Investors last month pulled more money out of U.S. exchange-traded products backed by commodities than they have all year, as signs of supply gluts drove the biggest price slump since the financial crisis.
About $1.05 billion was removed from the ETFs in September, the biggest monthly withdrawal since December, data compiled by Bloomberg show. Outflows were led by redemptions from precious metals and energy. Money mangers have cut their combined bullish bets across 18 U.S. traded commodities for 13 straight weeks, the longest streak since the data begins in 2006, while open interest in raw materials fell last quarter by the most in two years.

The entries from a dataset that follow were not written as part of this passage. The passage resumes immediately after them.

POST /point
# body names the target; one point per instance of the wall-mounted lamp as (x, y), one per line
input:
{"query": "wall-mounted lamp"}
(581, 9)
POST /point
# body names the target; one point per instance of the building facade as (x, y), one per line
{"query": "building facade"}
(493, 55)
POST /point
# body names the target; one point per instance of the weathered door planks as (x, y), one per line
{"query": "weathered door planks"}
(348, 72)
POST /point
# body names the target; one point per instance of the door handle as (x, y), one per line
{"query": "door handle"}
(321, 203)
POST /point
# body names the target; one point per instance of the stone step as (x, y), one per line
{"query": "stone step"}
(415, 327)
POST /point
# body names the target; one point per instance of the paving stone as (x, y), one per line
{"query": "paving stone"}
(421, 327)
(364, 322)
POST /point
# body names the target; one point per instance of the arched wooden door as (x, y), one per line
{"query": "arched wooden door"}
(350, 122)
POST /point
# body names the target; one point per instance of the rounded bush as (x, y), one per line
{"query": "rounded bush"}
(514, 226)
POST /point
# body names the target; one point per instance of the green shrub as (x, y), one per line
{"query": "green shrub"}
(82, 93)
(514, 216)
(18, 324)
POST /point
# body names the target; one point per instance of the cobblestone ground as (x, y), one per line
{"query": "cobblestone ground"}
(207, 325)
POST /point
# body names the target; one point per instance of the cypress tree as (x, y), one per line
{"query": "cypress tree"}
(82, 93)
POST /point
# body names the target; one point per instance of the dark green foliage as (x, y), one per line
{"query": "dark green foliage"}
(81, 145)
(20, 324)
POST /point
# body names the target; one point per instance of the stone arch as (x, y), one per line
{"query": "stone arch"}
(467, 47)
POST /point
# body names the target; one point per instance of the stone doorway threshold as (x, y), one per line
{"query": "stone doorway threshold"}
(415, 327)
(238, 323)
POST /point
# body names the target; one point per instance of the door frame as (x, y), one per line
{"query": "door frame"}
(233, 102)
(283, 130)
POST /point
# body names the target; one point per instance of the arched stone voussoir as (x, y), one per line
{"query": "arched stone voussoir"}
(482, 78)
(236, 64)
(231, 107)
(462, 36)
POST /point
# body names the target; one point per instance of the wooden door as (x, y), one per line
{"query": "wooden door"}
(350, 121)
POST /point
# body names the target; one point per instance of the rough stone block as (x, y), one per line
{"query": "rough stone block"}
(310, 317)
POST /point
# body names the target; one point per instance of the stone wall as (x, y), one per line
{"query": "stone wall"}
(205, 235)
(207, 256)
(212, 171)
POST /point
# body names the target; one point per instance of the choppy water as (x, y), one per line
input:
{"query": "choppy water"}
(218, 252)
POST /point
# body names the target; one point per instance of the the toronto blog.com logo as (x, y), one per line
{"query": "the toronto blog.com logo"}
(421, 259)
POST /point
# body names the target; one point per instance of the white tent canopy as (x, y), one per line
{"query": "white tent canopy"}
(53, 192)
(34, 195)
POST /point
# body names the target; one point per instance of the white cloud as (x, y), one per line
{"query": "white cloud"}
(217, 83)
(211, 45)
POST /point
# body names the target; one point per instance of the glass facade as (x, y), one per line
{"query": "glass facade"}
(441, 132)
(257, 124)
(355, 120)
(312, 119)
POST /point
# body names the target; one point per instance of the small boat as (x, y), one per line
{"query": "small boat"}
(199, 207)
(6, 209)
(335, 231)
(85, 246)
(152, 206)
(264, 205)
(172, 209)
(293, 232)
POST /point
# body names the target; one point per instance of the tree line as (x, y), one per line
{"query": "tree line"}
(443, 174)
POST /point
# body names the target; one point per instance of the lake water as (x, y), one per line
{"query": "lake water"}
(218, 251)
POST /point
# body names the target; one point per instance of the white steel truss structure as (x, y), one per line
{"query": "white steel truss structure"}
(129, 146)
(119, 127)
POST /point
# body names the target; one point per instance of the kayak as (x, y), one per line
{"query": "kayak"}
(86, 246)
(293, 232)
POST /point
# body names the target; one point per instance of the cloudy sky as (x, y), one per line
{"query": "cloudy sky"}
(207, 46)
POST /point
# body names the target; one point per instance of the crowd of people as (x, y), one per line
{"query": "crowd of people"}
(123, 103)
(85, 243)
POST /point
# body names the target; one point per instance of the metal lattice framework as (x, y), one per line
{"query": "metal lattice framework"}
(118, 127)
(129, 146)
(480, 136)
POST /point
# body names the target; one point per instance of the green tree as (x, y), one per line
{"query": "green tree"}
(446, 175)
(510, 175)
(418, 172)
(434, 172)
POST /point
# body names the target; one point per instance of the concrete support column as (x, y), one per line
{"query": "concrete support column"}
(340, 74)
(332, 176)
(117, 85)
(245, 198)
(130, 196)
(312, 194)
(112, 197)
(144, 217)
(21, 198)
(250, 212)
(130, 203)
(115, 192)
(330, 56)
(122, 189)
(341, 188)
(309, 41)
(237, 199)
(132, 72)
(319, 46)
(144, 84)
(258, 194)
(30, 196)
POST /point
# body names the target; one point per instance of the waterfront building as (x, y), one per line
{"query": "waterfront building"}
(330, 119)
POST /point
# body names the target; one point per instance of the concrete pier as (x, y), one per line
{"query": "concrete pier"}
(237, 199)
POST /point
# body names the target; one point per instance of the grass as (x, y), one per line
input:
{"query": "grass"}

The Bloomberg Commodity Index slumped 12 percent in the three months ended Sept. 30, the most since the last quarter of 2008. Prices fell amid expanding supplies, a surging dollar and weakening economic growth in China, the world’s largest consumer of grains, metals and energy. Eighteen of the 22 raw materials tracked by the measure dropped.
“Demand has been tepid, more so than people expected, particularly for the crude-oil market, which is awash in supply,” Aakash Doshi, an analyst who tracks investor flows at Citigroup Inc. in New York, said in a telephone interview. “On the grain side, we’re seeing very strong Northern Hemisphere supply. On metals, there are concerns about China.”
The Bloomberg Commodity Index fell 5.6 percent this year to 118.7271 today. The MSCI All-Country World Index of equities rose 0.9 percent. The Bloomberg Dollar Spot Index, which tracks the currency against 10 major peers, climbed 4.7 percent.
U.S. farmers are collecting the biggest corn and soybean crops ever, and global inventories of nickel tracked by the London Metal Exchange are at an all-time high. U.S. crude oil production is near the highest since 1986, compounding a surplus. China is poised for its slowest expansion in two decades.
Combined net-long positions across 18 U.S. traded commodities dropped 10 percent to 450,424 futures and options contracts in the week ended Sept. 23, the lowest since August 2013, according to the Commodity Futures Trading Commission. Money managers are bearish on copper, sugar, soybeans and wheat, and are holding the smallest net-bullish wager on gold since January.
Investors pulled $776.6 million from ETFs tracking precious metals last month. Assets in gold-backed ETPs fell for seven straight quarters and are at the lowest in five years.